Given a matrix A, I know there is a way to get its pseudo-inverse (a.k.a. Moore-Penrose inverse) from its SVD. If $A = USV^T$, then
$A^{\dagger} = VS^{\dagger}U^T$
Let's, instead, imagine I know a CUR decomposition of A, that is $A = CUR$, where:
- $C = A(:, \mathcal{C})$ (where $A(:, \mathcal{C})$ means $A$ restricted to a set of columns $\mathcal{C}$)
- $R = A(\mathcal{R}, :)$ (where $A(\mathcal{R}, :)$ means $A$ restricted to a set of rows $\mathcal{R}$)
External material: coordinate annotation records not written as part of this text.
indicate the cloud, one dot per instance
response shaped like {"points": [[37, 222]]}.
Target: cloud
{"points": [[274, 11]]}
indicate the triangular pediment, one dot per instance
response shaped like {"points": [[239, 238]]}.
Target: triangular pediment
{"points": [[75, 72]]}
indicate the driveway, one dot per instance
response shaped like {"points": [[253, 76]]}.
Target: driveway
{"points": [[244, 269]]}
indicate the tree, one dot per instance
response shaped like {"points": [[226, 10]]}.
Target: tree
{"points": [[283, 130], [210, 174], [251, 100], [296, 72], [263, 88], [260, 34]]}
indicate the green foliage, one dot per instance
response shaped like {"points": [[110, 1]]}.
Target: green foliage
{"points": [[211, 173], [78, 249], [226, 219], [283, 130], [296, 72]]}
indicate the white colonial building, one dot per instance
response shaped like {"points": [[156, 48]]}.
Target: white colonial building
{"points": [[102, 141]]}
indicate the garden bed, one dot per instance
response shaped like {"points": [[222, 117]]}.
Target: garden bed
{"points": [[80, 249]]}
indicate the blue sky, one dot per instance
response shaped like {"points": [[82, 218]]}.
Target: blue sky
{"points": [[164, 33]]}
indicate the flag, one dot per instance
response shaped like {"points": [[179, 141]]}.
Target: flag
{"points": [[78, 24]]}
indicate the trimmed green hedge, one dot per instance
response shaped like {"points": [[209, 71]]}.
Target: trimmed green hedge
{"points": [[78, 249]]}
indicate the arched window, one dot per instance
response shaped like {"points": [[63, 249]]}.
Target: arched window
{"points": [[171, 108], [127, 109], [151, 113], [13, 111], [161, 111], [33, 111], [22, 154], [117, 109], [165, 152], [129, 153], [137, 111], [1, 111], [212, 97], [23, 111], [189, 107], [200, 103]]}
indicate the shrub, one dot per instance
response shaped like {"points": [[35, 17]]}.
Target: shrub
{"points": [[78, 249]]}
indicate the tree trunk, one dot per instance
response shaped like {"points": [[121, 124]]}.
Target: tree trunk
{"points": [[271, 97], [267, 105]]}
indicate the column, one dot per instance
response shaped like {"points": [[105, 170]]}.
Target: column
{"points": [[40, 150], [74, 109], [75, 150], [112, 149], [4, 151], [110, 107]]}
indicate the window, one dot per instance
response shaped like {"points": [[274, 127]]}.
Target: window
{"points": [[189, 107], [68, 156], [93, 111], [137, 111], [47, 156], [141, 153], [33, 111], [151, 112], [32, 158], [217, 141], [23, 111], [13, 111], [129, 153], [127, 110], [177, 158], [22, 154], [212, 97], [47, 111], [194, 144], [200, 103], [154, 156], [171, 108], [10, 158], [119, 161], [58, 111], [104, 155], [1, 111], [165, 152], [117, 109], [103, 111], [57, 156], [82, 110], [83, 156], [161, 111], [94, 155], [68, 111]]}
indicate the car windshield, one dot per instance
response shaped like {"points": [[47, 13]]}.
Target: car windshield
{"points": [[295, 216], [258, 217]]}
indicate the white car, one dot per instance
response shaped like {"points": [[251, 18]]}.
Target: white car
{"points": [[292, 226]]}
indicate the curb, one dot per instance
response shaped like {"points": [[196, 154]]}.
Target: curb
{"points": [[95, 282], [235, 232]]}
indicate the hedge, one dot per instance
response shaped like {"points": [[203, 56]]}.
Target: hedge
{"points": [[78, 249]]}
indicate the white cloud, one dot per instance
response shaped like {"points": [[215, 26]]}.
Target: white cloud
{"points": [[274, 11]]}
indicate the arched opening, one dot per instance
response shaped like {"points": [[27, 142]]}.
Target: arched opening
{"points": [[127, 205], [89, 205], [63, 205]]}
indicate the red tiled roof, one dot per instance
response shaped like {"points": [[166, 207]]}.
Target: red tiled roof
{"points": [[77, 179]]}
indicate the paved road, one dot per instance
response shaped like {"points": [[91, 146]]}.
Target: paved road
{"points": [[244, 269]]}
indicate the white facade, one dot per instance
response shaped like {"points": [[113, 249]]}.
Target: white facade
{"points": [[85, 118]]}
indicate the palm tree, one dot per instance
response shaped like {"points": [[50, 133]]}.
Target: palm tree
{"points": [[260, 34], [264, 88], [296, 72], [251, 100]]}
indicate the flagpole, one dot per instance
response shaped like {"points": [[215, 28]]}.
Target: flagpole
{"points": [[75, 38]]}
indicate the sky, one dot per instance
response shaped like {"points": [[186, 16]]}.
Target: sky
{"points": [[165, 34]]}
- $U = A(\mathcal{R}, \mathcal{C})^{-1}$ (where $A(\mathcal{R}, \mathcal{C})$ means $A$ restricted to a set of rows $\mathcal{R}$ and a set of columns $\mathcal{C}$)
Then how can I derive an expression for $A^{\dagger}$ (pseudo -inverse of A) using the factors $C$, $U$ and $R$?
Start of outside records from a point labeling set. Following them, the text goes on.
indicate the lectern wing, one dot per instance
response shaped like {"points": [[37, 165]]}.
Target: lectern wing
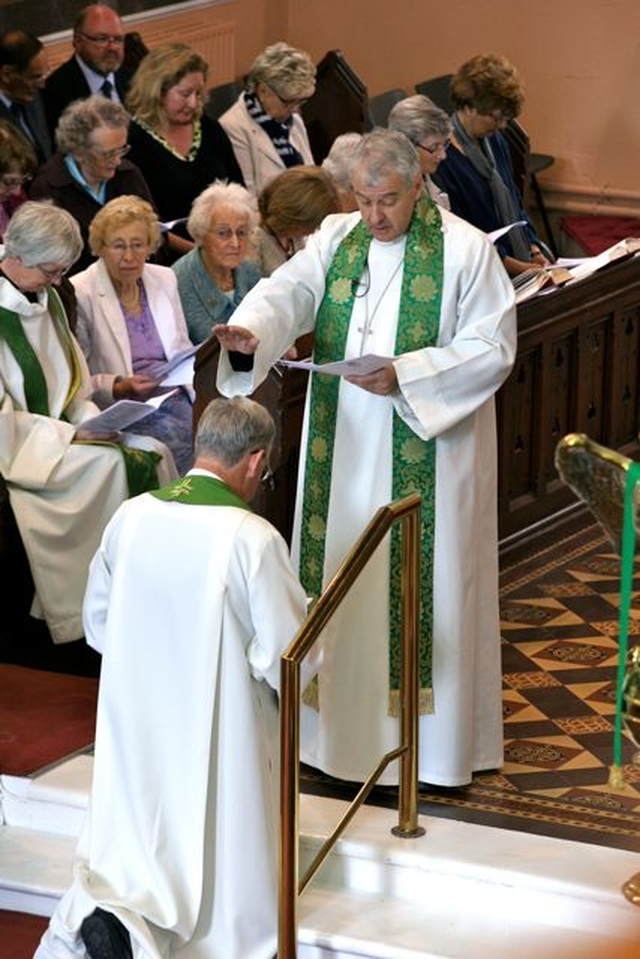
{"points": [[597, 475]]}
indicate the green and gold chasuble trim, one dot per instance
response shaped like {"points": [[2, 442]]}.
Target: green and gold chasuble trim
{"points": [[200, 490], [34, 382], [413, 458], [140, 465]]}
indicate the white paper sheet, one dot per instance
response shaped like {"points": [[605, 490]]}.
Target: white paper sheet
{"points": [[124, 413], [358, 366]]}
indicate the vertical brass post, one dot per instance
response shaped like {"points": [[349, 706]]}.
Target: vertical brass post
{"points": [[410, 679]]}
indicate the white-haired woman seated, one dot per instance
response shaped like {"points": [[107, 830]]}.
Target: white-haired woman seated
{"points": [[215, 276], [131, 321], [429, 129], [64, 481]]}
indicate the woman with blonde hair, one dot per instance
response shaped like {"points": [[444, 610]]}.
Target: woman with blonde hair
{"points": [[291, 208], [131, 321], [264, 125], [179, 149]]}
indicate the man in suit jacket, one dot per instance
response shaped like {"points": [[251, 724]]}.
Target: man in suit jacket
{"points": [[23, 70], [95, 67]]}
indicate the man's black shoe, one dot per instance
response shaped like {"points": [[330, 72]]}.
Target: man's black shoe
{"points": [[105, 937]]}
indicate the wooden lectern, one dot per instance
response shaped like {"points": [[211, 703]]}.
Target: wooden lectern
{"points": [[339, 105]]}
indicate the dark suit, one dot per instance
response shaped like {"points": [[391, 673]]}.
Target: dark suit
{"points": [[36, 120], [69, 83]]}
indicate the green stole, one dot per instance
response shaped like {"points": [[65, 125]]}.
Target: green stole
{"points": [[140, 465], [413, 458], [198, 490]]}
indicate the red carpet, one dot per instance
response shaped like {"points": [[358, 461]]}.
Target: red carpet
{"points": [[43, 717], [597, 233], [20, 934]]}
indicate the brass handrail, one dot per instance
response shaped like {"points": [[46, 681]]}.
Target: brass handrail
{"points": [[406, 510]]}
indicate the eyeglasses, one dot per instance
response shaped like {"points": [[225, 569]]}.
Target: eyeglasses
{"points": [[499, 116], [225, 233], [52, 275], [434, 148], [119, 247], [104, 39], [116, 154], [13, 182]]}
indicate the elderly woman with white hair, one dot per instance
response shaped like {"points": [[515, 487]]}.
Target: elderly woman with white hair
{"points": [[131, 321], [90, 167], [65, 481], [215, 276], [429, 129], [266, 130]]}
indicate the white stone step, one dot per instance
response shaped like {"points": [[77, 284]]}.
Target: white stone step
{"points": [[54, 801], [462, 891]]}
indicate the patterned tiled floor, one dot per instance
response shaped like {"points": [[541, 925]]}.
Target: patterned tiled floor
{"points": [[559, 610]]}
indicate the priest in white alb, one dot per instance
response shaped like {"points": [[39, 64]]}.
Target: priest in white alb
{"points": [[414, 284], [191, 601]]}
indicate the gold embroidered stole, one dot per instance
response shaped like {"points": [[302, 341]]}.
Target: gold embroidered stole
{"points": [[198, 490]]}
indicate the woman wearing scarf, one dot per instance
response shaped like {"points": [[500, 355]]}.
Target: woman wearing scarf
{"points": [[477, 173], [266, 130]]}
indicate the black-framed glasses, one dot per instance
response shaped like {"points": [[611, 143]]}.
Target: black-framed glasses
{"points": [[52, 275], [225, 233], [104, 39], [136, 247], [12, 182], [434, 148]]}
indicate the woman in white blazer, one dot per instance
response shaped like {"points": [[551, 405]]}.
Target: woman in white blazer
{"points": [[131, 321], [264, 126]]}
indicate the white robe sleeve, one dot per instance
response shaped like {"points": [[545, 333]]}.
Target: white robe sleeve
{"points": [[277, 602], [282, 307]]}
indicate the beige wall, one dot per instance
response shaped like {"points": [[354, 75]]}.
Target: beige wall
{"points": [[580, 60]]}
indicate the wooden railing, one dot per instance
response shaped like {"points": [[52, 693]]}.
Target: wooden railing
{"points": [[407, 511]]}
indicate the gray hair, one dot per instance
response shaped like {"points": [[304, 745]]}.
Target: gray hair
{"points": [[383, 152], [219, 193], [40, 232], [230, 428], [418, 118], [340, 158], [82, 117], [288, 72]]}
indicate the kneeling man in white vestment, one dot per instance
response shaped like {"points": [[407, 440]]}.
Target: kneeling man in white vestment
{"points": [[423, 293], [191, 601]]}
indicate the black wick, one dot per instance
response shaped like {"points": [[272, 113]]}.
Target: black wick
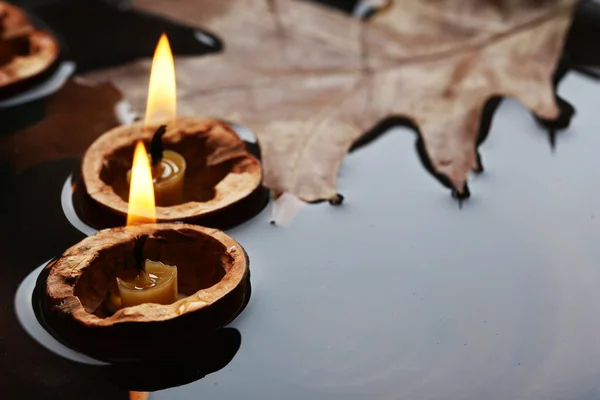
{"points": [[156, 148], [138, 250]]}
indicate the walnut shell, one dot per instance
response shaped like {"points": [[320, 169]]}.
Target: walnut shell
{"points": [[213, 271], [219, 173], [25, 52]]}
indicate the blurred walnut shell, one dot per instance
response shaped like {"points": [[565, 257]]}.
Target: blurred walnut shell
{"points": [[219, 172], [25, 52], [213, 271]]}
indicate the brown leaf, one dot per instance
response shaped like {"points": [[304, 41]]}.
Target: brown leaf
{"points": [[309, 80]]}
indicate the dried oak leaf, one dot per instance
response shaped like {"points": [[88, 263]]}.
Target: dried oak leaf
{"points": [[309, 80]]}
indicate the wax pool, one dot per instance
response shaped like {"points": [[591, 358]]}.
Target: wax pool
{"points": [[158, 285], [167, 176]]}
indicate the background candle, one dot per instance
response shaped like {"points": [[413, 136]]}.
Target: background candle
{"points": [[157, 285], [167, 177]]}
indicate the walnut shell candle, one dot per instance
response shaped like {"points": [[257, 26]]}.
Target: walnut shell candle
{"points": [[26, 53], [219, 169], [213, 273]]}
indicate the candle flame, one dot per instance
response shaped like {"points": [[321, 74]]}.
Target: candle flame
{"points": [[162, 103], [141, 191]]}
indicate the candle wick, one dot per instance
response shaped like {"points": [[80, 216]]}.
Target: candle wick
{"points": [[156, 146], [138, 252]]}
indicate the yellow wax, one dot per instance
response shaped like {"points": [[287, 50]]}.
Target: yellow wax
{"points": [[167, 177], [157, 285]]}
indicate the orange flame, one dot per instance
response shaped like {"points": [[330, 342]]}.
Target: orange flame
{"points": [[161, 109], [162, 103], [141, 192]]}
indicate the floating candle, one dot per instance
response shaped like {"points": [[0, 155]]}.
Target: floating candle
{"points": [[157, 284], [168, 172]]}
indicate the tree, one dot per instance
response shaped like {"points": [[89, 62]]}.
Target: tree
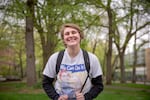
{"points": [[31, 73], [130, 31]]}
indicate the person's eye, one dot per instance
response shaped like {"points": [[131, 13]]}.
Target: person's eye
{"points": [[67, 33], [74, 32]]}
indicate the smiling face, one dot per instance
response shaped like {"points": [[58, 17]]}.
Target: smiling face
{"points": [[71, 37]]}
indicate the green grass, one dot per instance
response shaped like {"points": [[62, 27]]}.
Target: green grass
{"points": [[19, 91]]}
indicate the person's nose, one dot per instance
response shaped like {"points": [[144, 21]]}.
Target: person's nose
{"points": [[70, 34]]}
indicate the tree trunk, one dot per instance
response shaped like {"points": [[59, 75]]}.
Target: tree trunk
{"points": [[134, 63], [109, 53], [31, 73], [122, 67]]}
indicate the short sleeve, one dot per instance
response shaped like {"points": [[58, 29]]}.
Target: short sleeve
{"points": [[95, 67]]}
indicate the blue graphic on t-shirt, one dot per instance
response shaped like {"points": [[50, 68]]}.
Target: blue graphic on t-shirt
{"points": [[73, 68]]}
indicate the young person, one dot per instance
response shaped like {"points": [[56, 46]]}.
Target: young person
{"points": [[67, 84]]}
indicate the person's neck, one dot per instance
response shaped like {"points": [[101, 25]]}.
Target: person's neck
{"points": [[73, 51]]}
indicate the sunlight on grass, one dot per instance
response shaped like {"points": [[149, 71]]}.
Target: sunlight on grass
{"points": [[20, 91]]}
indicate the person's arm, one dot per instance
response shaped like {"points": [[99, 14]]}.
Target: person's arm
{"points": [[47, 84], [96, 88]]}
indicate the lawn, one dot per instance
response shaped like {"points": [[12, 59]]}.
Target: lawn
{"points": [[19, 91]]}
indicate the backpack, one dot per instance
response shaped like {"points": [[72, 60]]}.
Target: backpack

Alternatively, supposing I have a blackbox $pinv(M)$ which computes the pseudo-inverse of M, how could I get the pseudo-inverse of A apart from the trivial (and maybe not really smart) approach of going with $pinv(CUR)$?
Surprisingly (because pseudoinverses only work this way in special cases), it turns out that the answer is $$A^\dagger = R^\dagger U C^\dagger. $$ Perhaps more surprisingly, this is equivalent to $A=CU^\dagger R$. A full characterization of CUR Decompositions is given here (Theorem 4.10): https://arxiv.org/pdf/1903.09698.pdf
A sketch of the proof of what you are asking is as follows:
First note that if rank($U$) = rank($A$), then $A=CU^\dagger R$, so it suffices to show that $A^\dagger = R^\dagger UC^\dagger$ implies that rank$(U)$ = rank($A$).
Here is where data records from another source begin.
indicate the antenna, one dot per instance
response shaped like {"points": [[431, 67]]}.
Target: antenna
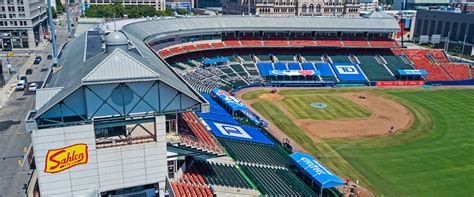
{"points": [[115, 24]]}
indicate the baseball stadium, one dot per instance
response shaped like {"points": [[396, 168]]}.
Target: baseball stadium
{"points": [[255, 106]]}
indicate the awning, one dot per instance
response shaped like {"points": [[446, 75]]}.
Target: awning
{"points": [[412, 72], [216, 60], [317, 172]]}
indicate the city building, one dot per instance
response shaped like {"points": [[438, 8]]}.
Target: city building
{"points": [[23, 23], [158, 4], [292, 7], [439, 26], [368, 5], [413, 4]]}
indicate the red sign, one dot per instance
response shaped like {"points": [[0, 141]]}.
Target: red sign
{"points": [[399, 83]]}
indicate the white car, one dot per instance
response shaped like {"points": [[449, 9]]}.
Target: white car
{"points": [[32, 87], [21, 85]]}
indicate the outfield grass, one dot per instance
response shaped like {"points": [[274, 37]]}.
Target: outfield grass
{"points": [[435, 157], [337, 107]]}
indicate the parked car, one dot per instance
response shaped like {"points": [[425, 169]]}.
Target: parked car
{"points": [[24, 78], [21, 85], [38, 59], [32, 87]]}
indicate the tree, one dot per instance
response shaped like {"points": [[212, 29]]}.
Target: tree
{"points": [[54, 13], [59, 6]]}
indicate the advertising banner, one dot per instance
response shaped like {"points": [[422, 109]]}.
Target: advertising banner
{"points": [[399, 83], [61, 159]]}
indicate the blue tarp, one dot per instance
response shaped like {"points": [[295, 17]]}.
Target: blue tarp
{"points": [[325, 69], [264, 68], [280, 66], [412, 72], [348, 72], [255, 119], [318, 173], [294, 66], [308, 66], [217, 118], [215, 60], [228, 100], [238, 132]]}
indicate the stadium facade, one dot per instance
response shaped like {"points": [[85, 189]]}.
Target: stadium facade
{"points": [[117, 117], [292, 8]]}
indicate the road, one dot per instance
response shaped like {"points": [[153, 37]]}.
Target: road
{"points": [[13, 137]]}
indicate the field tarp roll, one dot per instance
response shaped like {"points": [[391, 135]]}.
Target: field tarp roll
{"points": [[317, 172]]}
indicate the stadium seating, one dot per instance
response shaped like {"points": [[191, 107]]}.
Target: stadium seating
{"points": [[176, 50], [164, 53], [294, 66], [456, 71], [355, 42], [275, 42], [435, 72], [255, 153], [439, 56], [373, 69], [190, 125], [302, 41], [340, 59], [203, 46], [251, 41], [189, 47], [217, 45], [280, 66], [264, 68], [395, 63], [382, 42], [330, 41], [183, 190], [217, 174], [277, 182]]}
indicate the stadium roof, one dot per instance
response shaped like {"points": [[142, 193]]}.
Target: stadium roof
{"points": [[169, 27], [83, 62], [318, 173]]}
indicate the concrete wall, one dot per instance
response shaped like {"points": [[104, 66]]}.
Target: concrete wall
{"points": [[107, 168]]}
Now assume $A^\dagger = R^\dagger UC^\dagger$ and note that $$ A = AA^\dagger A = AR^\dagger UC^\dagger A.$$ It follows that rank($A) \leq$ rank($C$), but evidently rank($C) \leq$ rank($A)$, so rank($C$) = rank($A$). By similar argument rank($R$) = rank($A$).
Finally, one must show that if rank($C$) = rank($R$) = rank($A$), then necessarily rank($U$) = rank($A$) which can be done via the SVD of $A$.
The linked article contains many more details of the proof if desired.